Licensed, bonded, insured by the numbers
- $25,000
- California contractor license bond, required since Jan 1, 2023
- CA Business & Professions Code, 2023
Three words, three protections
The phrase runs together, but each word covers a different risk and a different party. Understanding the split is what lets you actually vet a contractor instead of trusting a slogan.
| Term | What it is | Who it protects |
|---|---|---|
| Licensed | A valid CSLB license to contract legally | The public and the trade |
| Bonded | The $25,000 contractor license bond | Consumers and employees |
| Insured | Liability and workers' compensation coverage | The contractor's business (and you) |
Licensed
Licensed means the contractor holds an active license from the Contractors State License Board. In California, most work of $500 or more in combined labor and materials requires one, and an unlicensed contractor cannot legally do the job or even sue to collect. The license is the foundation the other two build on. See what the license requires.
Bonded
Bonded means the contractor carries the $25,000 contractor license bond, required under BPC §7071.6. Here is the part most people get wrong: the bond protects you, not the contractor. A valid claim can compensate a consumer for certain violations of contractor law, up to the bond amount, which is shared among claimants.
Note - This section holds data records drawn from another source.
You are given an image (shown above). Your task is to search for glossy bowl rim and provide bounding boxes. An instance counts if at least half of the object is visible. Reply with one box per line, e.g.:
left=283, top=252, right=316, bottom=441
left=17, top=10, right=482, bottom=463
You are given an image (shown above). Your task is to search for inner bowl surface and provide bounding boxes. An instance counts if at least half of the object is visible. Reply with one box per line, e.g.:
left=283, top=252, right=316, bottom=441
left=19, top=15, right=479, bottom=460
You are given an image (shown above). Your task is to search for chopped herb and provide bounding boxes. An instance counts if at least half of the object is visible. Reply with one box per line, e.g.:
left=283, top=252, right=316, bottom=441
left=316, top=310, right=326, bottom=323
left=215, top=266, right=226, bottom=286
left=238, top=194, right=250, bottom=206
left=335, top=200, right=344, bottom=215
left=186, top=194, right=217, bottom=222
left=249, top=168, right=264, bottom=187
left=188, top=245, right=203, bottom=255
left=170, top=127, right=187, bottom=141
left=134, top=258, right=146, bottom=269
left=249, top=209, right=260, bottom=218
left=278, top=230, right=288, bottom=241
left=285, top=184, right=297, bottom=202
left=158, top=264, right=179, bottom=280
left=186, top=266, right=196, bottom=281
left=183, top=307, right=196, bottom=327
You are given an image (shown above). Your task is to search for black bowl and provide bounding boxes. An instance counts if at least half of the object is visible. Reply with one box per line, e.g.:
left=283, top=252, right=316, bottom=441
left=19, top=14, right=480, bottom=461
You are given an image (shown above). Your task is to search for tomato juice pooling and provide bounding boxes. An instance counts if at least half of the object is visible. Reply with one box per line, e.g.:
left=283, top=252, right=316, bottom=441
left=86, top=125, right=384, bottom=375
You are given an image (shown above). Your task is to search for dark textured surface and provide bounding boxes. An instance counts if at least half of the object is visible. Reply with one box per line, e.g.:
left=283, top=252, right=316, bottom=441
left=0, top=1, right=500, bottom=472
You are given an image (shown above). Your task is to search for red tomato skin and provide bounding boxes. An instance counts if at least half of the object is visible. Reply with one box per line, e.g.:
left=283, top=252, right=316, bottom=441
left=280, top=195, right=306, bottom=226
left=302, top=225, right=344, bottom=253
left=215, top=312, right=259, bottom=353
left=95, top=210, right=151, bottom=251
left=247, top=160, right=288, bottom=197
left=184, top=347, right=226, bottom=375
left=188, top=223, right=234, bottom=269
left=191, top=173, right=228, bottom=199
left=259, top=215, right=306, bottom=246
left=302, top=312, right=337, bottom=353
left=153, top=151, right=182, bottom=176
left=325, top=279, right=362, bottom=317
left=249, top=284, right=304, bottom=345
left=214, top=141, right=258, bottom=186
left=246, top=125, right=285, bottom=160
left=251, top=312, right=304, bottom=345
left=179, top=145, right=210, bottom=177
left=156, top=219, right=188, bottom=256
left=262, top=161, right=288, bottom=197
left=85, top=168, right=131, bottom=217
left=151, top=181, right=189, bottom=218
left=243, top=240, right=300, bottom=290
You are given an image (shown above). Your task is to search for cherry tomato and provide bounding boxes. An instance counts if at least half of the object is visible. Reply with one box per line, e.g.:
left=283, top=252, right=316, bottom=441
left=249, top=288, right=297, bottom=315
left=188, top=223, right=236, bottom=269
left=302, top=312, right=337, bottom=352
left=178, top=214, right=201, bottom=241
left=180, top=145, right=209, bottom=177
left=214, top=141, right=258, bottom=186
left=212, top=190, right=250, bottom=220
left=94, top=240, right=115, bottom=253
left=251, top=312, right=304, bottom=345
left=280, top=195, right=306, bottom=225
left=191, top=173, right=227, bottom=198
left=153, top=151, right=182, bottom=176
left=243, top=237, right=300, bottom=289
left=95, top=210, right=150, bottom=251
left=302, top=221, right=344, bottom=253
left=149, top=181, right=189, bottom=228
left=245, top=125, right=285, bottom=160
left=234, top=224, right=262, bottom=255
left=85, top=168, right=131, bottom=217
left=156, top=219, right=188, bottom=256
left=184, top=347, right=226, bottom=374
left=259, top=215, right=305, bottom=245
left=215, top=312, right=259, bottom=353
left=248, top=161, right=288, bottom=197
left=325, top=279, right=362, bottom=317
It is not a warranty on workmanship and it is not insurance. See exactly what the bond pays a homeowner.
Insured
Insured means the contractor carries insurance, and it is a separate product from the bond. General liability covers property damage and injuries their work causes; workers' compensation covers their crew and is legally required once they have employees. This is the coverage that pays when a job damages your home or someone gets hurt. The full split is in our bonding vs. insurance guide.
Why the distinction protects you
A contractor can be bonded but carry thin insurance, or licensed but let a bond lapse. The three do not come as a package, so "bonded and insured" on a flyer is a claim to verify, not a guarantee. The bond answers for violations of the law; insurance answers for accidents and damage. You want both behind an active license.
How to verify all three
Two checks cover it. First, look up the license at cslb.ca.gov to confirm it is active and the bond is on file, exactly as our verify a contractor guide walks through. Second, ask the contractor for a current certificate of insuranceshowing liability and workers' compensation. If a contractor hesitates on either, treat that as your answer.